The Court began by noting that the test to be applied to motions to strike a pleading is whether it is "plain and obvious" that the plaintiff's pleading discloses no reasonable claim.1 It further stated that "even though it is important that futile claims not be carried forward to trial, it is still the rare case where a judge is prepared to strike out a pleading".2 Taking into account the heavy burden of proof that lies on the Plaintiff as well as the principle that the notice of application should be read as generously as possible, 3 the Court found that there was an insufficient basis to conclude that the Plaintiff's claim was incapable of success.

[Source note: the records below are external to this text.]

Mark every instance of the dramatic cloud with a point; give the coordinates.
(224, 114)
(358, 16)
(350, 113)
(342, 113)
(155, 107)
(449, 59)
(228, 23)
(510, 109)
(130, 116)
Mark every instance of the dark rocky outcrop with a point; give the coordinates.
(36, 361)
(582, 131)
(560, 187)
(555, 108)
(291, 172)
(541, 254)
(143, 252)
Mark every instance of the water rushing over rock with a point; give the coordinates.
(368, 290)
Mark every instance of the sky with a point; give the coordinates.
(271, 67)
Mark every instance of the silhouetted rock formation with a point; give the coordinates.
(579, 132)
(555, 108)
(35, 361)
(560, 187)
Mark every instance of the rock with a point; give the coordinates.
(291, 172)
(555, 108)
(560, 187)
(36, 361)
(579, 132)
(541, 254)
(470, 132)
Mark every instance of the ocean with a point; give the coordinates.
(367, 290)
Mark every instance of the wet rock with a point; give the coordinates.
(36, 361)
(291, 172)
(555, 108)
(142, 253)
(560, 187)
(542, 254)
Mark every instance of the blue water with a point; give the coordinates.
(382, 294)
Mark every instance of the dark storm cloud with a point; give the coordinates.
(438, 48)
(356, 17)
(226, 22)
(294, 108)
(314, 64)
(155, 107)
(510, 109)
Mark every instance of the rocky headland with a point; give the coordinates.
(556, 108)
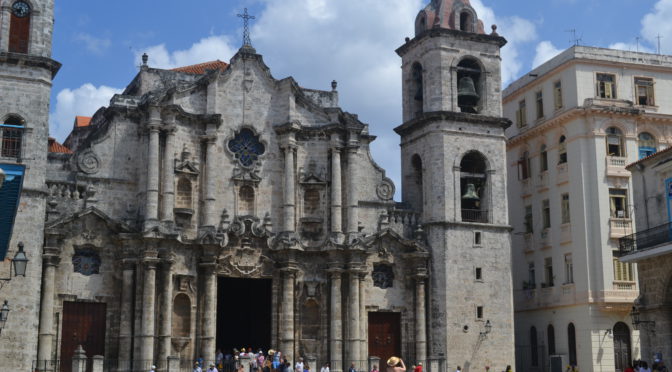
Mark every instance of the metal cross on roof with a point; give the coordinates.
(246, 27)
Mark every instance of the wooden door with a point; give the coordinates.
(83, 324)
(384, 335)
(621, 346)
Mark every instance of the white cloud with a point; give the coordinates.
(545, 51)
(658, 23)
(207, 49)
(517, 31)
(93, 44)
(83, 101)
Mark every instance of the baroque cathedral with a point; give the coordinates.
(215, 206)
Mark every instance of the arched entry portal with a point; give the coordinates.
(622, 346)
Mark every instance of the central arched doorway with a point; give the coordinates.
(622, 346)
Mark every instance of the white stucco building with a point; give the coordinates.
(579, 119)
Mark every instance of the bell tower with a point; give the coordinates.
(453, 153)
(26, 74)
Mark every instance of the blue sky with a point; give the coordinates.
(317, 41)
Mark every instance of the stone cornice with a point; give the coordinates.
(432, 117)
(31, 61)
(438, 32)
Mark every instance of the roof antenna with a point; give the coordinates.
(575, 39)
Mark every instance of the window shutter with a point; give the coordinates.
(9, 202)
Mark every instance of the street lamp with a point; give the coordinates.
(4, 312)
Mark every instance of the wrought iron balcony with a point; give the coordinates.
(646, 239)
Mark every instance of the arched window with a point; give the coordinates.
(246, 201)
(416, 163)
(181, 316)
(534, 347)
(647, 144)
(571, 340)
(622, 346)
(19, 27)
(466, 22)
(543, 158)
(184, 194)
(12, 137)
(469, 86)
(550, 334)
(311, 201)
(473, 184)
(615, 146)
(417, 90)
(562, 150)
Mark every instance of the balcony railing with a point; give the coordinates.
(474, 215)
(646, 239)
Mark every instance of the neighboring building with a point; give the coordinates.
(580, 118)
(651, 249)
(26, 73)
(214, 206)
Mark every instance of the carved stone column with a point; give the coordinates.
(336, 322)
(148, 313)
(289, 223)
(152, 208)
(353, 318)
(287, 314)
(49, 261)
(210, 217)
(209, 311)
(168, 201)
(126, 315)
(352, 181)
(166, 313)
(363, 322)
(420, 319)
(336, 197)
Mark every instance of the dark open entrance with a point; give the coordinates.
(244, 313)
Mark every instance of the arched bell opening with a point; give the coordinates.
(469, 86)
(473, 185)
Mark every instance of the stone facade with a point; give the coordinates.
(199, 174)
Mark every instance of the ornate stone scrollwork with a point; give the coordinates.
(385, 189)
(88, 162)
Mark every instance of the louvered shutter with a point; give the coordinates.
(9, 202)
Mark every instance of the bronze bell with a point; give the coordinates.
(471, 192)
(467, 98)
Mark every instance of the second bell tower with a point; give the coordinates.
(453, 152)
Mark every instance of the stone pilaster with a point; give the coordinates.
(46, 337)
(148, 313)
(209, 311)
(287, 314)
(126, 315)
(210, 217)
(168, 200)
(354, 352)
(336, 322)
(336, 194)
(352, 182)
(363, 322)
(420, 319)
(165, 327)
(152, 207)
(289, 223)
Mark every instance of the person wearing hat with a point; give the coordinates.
(395, 364)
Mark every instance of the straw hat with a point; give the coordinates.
(393, 361)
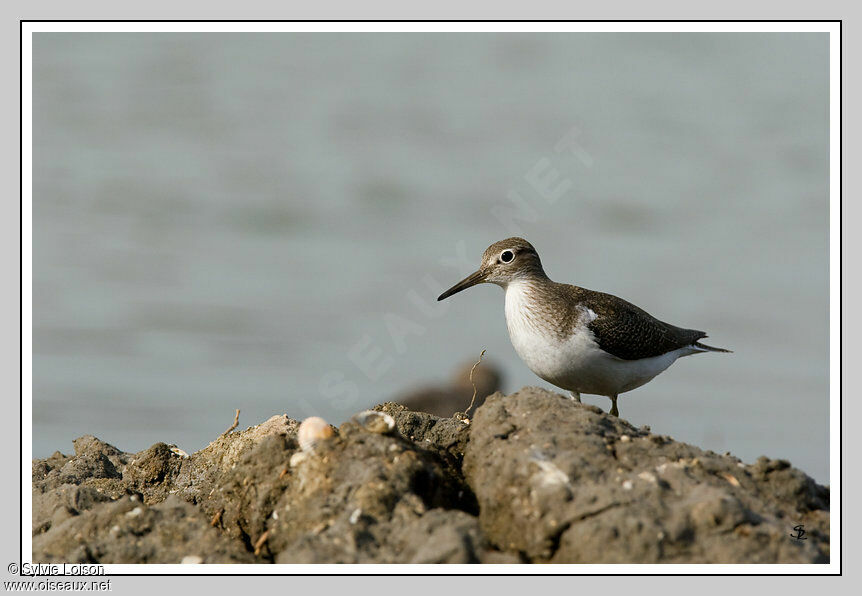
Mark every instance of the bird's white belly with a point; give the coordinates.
(576, 362)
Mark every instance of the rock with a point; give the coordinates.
(555, 480)
(533, 477)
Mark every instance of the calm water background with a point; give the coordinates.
(263, 222)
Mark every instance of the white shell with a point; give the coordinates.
(375, 422)
(313, 432)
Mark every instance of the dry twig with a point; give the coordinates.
(260, 542)
(232, 426)
(216, 518)
(475, 390)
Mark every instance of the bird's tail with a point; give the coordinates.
(707, 348)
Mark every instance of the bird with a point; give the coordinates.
(580, 340)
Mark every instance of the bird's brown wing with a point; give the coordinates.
(628, 332)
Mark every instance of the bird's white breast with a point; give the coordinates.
(575, 361)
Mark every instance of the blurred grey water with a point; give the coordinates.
(264, 221)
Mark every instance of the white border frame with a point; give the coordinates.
(831, 27)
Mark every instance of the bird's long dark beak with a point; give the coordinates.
(469, 281)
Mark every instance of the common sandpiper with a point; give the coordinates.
(577, 339)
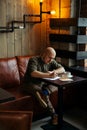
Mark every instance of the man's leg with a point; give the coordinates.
(35, 90)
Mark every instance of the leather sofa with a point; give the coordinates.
(12, 71)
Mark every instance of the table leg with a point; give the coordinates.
(60, 106)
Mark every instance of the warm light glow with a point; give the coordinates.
(41, 1)
(53, 12)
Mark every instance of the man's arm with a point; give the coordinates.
(49, 74)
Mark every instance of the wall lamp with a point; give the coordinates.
(12, 26)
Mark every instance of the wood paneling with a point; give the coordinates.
(28, 41)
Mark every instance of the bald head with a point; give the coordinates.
(50, 51)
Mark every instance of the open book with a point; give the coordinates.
(53, 78)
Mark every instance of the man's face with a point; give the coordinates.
(48, 58)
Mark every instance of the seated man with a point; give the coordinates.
(43, 66)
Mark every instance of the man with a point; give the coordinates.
(43, 66)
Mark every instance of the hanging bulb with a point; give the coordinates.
(41, 1)
(53, 12)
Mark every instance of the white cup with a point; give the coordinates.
(67, 74)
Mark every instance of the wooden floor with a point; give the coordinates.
(75, 116)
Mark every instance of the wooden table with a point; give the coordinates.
(61, 84)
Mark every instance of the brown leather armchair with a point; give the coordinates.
(15, 120)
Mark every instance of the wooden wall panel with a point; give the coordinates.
(3, 44)
(10, 36)
(26, 41)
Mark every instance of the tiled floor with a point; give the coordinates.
(75, 116)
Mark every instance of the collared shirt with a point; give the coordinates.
(36, 63)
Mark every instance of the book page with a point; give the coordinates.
(52, 78)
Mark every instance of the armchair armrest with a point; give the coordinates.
(15, 120)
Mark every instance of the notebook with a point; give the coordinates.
(5, 96)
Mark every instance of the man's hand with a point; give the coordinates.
(52, 74)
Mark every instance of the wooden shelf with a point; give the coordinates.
(80, 55)
(66, 22)
(76, 39)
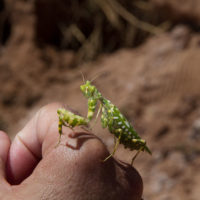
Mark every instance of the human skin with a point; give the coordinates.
(31, 167)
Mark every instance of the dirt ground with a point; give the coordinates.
(156, 86)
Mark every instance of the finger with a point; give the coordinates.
(26, 149)
(4, 149)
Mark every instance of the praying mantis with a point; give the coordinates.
(111, 118)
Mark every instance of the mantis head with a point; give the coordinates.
(88, 89)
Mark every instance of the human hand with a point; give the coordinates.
(32, 168)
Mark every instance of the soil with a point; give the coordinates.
(156, 86)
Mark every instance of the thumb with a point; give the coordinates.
(4, 149)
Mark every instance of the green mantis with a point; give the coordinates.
(111, 118)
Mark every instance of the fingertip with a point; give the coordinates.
(4, 146)
(4, 149)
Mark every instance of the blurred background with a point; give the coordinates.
(145, 55)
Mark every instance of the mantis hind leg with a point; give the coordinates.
(135, 156)
(115, 148)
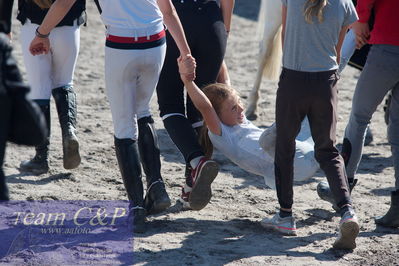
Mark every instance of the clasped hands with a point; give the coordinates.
(362, 32)
(187, 66)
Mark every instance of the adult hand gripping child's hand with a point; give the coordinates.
(187, 67)
(362, 32)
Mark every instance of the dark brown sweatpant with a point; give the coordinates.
(312, 94)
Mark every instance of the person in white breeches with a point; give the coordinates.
(52, 74)
(134, 54)
(53, 70)
(131, 77)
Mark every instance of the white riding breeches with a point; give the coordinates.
(55, 69)
(131, 77)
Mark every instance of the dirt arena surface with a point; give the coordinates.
(227, 231)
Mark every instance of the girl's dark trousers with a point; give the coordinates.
(312, 94)
(206, 35)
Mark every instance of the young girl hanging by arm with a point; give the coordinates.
(227, 129)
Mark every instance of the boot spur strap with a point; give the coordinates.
(153, 183)
(137, 208)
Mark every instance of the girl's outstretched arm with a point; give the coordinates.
(201, 102)
(172, 21)
(227, 11)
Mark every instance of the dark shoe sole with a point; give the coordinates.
(347, 240)
(284, 231)
(157, 206)
(392, 222)
(71, 153)
(35, 171)
(202, 192)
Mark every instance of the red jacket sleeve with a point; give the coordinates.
(363, 9)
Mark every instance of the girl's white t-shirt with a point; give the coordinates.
(144, 16)
(240, 143)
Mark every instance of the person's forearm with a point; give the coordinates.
(227, 11)
(56, 13)
(5, 14)
(201, 102)
(341, 38)
(283, 21)
(171, 20)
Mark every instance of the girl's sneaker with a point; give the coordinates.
(202, 178)
(348, 231)
(185, 194)
(285, 225)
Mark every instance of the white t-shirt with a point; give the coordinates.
(142, 16)
(240, 144)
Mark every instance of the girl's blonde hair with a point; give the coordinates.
(314, 8)
(217, 93)
(43, 4)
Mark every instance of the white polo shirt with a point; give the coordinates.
(131, 18)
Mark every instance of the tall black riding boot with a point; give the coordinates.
(156, 199)
(129, 165)
(65, 100)
(39, 163)
(391, 218)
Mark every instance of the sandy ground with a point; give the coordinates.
(227, 231)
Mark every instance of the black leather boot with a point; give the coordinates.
(129, 164)
(156, 199)
(39, 164)
(65, 100)
(391, 218)
(324, 192)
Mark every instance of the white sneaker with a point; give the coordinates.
(348, 231)
(284, 225)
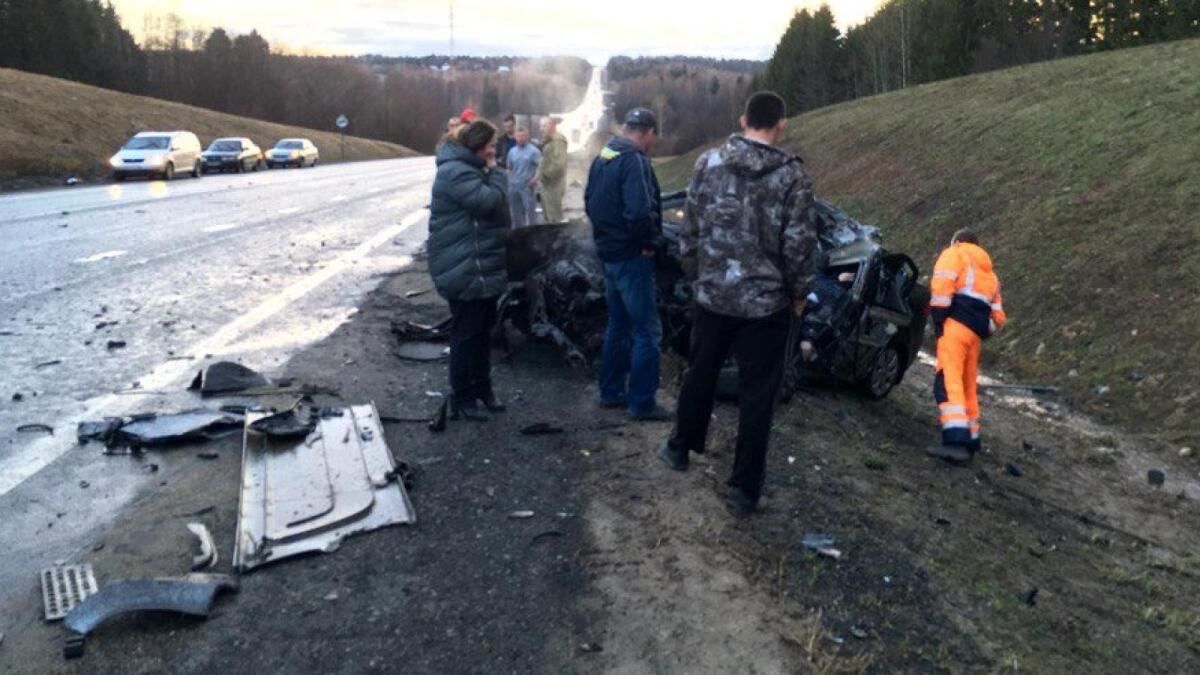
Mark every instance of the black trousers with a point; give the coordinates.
(471, 352)
(759, 346)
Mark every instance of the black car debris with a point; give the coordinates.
(864, 324)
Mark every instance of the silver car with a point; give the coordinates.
(233, 154)
(293, 153)
(159, 154)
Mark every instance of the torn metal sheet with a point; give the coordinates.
(64, 587)
(306, 496)
(299, 420)
(167, 429)
(208, 556)
(227, 377)
(190, 595)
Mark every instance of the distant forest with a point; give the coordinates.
(909, 42)
(696, 99)
(402, 100)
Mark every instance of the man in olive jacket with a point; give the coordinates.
(553, 169)
(468, 228)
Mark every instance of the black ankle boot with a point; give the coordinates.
(468, 411)
(492, 404)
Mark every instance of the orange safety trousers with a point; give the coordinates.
(954, 384)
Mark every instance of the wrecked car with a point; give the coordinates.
(864, 324)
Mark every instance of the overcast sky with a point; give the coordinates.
(594, 29)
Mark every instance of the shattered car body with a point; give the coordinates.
(863, 327)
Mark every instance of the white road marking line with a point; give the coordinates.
(103, 256)
(19, 466)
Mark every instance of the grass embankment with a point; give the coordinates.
(1083, 177)
(53, 127)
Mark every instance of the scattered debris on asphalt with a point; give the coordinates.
(64, 587)
(160, 430)
(423, 352)
(190, 595)
(340, 481)
(227, 377)
(299, 420)
(541, 429)
(208, 556)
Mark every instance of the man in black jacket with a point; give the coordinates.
(625, 207)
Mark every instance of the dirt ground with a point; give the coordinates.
(1078, 565)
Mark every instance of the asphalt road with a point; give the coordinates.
(249, 268)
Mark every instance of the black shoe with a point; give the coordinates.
(676, 460)
(658, 413)
(468, 411)
(492, 404)
(955, 454)
(739, 502)
(615, 404)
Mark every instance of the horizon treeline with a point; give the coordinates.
(910, 42)
(397, 100)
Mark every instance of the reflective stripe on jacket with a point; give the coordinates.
(966, 290)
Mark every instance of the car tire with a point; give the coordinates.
(885, 372)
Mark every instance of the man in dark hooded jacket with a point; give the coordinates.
(748, 246)
(624, 204)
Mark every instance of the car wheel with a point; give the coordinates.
(885, 374)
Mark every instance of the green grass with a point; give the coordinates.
(1083, 177)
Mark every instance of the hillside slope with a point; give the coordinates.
(52, 127)
(1083, 177)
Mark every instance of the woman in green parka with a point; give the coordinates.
(468, 228)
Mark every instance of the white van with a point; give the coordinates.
(159, 154)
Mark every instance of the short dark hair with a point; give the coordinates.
(765, 109)
(477, 135)
(966, 236)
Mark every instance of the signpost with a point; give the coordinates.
(342, 123)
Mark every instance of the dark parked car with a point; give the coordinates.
(863, 327)
(233, 154)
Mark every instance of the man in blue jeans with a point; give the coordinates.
(625, 207)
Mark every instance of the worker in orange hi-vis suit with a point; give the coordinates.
(967, 309)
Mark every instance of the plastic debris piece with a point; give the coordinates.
(208, 556)
(64, 587)
(190, 595)
(227, 377)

The Court did agree with the Defendants that it could not overrule the chief electoral officer's decision. The Court stated that even a large and liberal interpretation of the Code does allow for the possibility of extending the time limit to contest the election. It quoted the Supreme Court's decision in R. v. Multiform Manufacturing Co. where it was said that "[w]hen the words used in a statute are clear and unambiguous, no further step is needed to identify the intention of Parliament".4

The Plaintiff had also claimed, however, that an error of law was committed and that there was a reasonable apprehension of bias on the part of the chief electoral officer. The Court did not believe that it was plain and obvious that these claims could not amount to a cause of action. Therefore, it would not be appropriate to strike the application.